I caught a piece in Bloomberg this morning that had FX traders lamenting the lack of volatility in FX markets this year and using that as an excuse for their lack of profitability. Upon seeing this I thought to myself that this sounds awfully familiar amd it does – it is the classic I dont understand the difference between volatility and trend but it also sounded familiar to me for a reason I will come to in a moment. I decided to have a look at the returns possible on several of the FX majors and see if the first part of the observation was true, namely that there has been a dearth of opportunities for trades this year. I started off by firing up Bloomberg and looking at the YTD returns for a series of pairs – note this si simply based upon buying and holding the currency. This approach generated the following returns –
However, in FX trading it is not traditional practice to simply buy a currency and hold it; FX is the preserve of the active trader. Its 24 hour nature and extreme liquidity over almost all time frames lends itself to this sort of activity. As such I wanted to see what sort of moves were available to traders and how these compared to simply holding the currency. To do this I plotted the above pairs using a daily chart and on this chart I dropped a 3ATR trailing stop that is plotted continuously, such a tool as a wonderfully blunt trend filter – in effect it is a surrogate volatility breakout system. It produces the sort of chart displayed below –
I then looked for the longest trend as defined by this method for the year. I then took the close of the first bar after a trend change and the close of the first bar after a trend change and used this as the basis for a very simple trading. I assumed that the trader was fairly traditional and traded a single 100K lot. The results are shown below –
This tells us something very interesting – despite the presumed lack of volatility there were still trends that could be traded which would have generated a positive return, particularly once you factor in the leverage available in FX markets.. So the lack of volatility is convenient excuse for not really knowing what you are doing whilst still being paid a fortune to do it.
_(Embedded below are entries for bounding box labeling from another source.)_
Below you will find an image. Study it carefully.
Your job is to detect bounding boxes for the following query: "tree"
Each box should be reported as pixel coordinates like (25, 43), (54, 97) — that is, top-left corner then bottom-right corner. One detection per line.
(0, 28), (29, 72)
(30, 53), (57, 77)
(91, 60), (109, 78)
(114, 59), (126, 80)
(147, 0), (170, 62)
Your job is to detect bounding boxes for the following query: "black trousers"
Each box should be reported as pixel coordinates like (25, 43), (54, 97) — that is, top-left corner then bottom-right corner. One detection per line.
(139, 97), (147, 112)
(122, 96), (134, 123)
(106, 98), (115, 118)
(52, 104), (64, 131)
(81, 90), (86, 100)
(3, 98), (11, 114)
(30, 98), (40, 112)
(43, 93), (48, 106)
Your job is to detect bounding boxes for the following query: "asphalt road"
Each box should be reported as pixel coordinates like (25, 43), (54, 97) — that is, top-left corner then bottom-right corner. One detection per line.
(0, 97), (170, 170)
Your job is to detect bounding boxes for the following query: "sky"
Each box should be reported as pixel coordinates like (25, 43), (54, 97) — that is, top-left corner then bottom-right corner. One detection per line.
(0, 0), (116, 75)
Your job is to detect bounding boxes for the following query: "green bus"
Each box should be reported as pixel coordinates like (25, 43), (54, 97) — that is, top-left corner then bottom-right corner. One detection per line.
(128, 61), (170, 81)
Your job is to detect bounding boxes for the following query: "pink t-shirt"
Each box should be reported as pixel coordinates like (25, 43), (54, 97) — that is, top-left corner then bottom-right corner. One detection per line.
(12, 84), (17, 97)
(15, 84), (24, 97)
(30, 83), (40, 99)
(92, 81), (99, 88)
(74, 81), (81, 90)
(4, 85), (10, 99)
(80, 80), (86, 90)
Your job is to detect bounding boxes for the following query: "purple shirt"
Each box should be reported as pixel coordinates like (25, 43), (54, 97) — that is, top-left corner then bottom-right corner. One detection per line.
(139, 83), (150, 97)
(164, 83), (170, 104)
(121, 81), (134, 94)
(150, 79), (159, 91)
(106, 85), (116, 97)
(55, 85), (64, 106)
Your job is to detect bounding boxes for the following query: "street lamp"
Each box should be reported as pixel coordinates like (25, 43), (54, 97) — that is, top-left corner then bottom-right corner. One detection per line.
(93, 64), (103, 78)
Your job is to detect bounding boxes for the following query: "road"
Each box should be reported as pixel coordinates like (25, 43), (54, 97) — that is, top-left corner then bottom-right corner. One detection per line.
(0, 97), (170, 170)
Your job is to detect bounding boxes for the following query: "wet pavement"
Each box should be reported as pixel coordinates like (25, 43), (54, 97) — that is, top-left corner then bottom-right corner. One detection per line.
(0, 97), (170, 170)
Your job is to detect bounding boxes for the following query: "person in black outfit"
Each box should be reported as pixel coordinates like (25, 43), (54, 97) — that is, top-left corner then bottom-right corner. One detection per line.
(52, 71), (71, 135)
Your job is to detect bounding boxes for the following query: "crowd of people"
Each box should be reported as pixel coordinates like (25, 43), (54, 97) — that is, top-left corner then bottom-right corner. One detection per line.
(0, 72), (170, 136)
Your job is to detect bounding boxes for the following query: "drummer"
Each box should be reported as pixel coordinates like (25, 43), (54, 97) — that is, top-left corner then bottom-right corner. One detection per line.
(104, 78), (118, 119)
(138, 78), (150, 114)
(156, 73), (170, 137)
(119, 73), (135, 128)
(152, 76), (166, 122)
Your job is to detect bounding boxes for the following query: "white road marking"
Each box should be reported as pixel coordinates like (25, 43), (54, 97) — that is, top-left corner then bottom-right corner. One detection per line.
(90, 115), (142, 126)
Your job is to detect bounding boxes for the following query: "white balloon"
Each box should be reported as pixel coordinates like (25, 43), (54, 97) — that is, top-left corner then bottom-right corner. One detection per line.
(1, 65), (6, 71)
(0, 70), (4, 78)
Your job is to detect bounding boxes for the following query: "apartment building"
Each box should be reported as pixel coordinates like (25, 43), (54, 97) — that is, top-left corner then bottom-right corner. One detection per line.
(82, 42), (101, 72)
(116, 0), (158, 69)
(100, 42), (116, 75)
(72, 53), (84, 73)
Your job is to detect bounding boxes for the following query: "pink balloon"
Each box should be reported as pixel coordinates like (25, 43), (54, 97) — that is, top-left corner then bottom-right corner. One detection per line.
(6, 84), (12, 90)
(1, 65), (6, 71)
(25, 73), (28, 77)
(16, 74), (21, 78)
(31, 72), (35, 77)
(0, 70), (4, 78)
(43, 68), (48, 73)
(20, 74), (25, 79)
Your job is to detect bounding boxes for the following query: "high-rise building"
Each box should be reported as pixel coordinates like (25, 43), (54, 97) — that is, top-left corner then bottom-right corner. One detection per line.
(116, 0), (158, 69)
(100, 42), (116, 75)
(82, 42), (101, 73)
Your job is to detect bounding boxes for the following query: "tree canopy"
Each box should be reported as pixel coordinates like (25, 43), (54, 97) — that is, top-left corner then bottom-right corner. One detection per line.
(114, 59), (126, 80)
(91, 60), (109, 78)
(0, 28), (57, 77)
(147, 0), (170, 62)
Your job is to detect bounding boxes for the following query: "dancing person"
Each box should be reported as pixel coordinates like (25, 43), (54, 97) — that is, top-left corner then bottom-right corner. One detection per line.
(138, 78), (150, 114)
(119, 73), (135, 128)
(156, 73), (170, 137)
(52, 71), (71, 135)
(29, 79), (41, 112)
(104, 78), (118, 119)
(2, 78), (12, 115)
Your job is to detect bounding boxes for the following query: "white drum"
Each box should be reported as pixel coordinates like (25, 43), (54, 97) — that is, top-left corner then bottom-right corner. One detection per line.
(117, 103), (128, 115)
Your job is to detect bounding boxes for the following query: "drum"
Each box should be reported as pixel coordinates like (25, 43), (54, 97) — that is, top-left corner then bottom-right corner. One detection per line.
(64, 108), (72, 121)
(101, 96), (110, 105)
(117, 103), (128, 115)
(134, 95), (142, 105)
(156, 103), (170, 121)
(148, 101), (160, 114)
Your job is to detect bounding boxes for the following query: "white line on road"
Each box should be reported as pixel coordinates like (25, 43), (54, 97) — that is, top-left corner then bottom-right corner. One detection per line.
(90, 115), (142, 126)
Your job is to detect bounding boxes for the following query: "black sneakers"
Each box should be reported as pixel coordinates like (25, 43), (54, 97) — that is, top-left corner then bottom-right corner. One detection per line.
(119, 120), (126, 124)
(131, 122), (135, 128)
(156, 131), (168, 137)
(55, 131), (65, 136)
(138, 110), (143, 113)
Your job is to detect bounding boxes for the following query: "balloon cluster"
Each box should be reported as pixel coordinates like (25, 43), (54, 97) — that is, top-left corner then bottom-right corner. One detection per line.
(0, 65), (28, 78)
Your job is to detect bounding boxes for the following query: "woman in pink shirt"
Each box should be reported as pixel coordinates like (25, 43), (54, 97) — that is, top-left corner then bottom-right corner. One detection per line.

The reason I offer this as an explanation is that the real reason for the failure of major FX traders this year is given away later in the article and it is defined by this chart –
Traders have consistently been on the wrong side of the trend – it is not a lack of volatility that is to blame but rather simply not understanding that if your narrative doesn’t match the markets then you are going to suffer. All that matters is that you are on the right side of the trend – everything is is superfluous. I did say earlier that the lack of volatility as an excuse sounded familiar so I did a bit of digging and found the following from 2013 –
Q1 2013 from Parker Global Strategies showed improvement in performance from currency managers for the first time in several years. The Parker FX index measures both the reported and the risk-adjusted returns of 42 global currency managers running around $43bn in assets. Despite a positive start to the year, however, the index fell 1.33% in August as the US dollar had a very strong month against most emerging market currencies – underlining that bouts of volatility remain a risk and that managers are still really struggling to identify trends with sufficient strength.
Source IPE
So here we have volatility being blamed for the lack of returns, along with the fact that it seems like currency managers never make money. But here is more, this time from 2016 –
“It was a tough environment because there was a lot of volatility in currency markets without clear direction,” said Van Luu, head of currency and fixed-income strategy in London at Russell Investments, which manages around $US244 billion. “Trends that had existed before the Brexit vote very suddenly reversed. Those are very, very sudden shifts that are not particularly amenable to many hedge-fund strategies.”
Source – Australian Financial Review
My experience over almost four decades has been that you will never find a money manager who is short of an excuse, even if that excuse runs directly counter to their last excuse.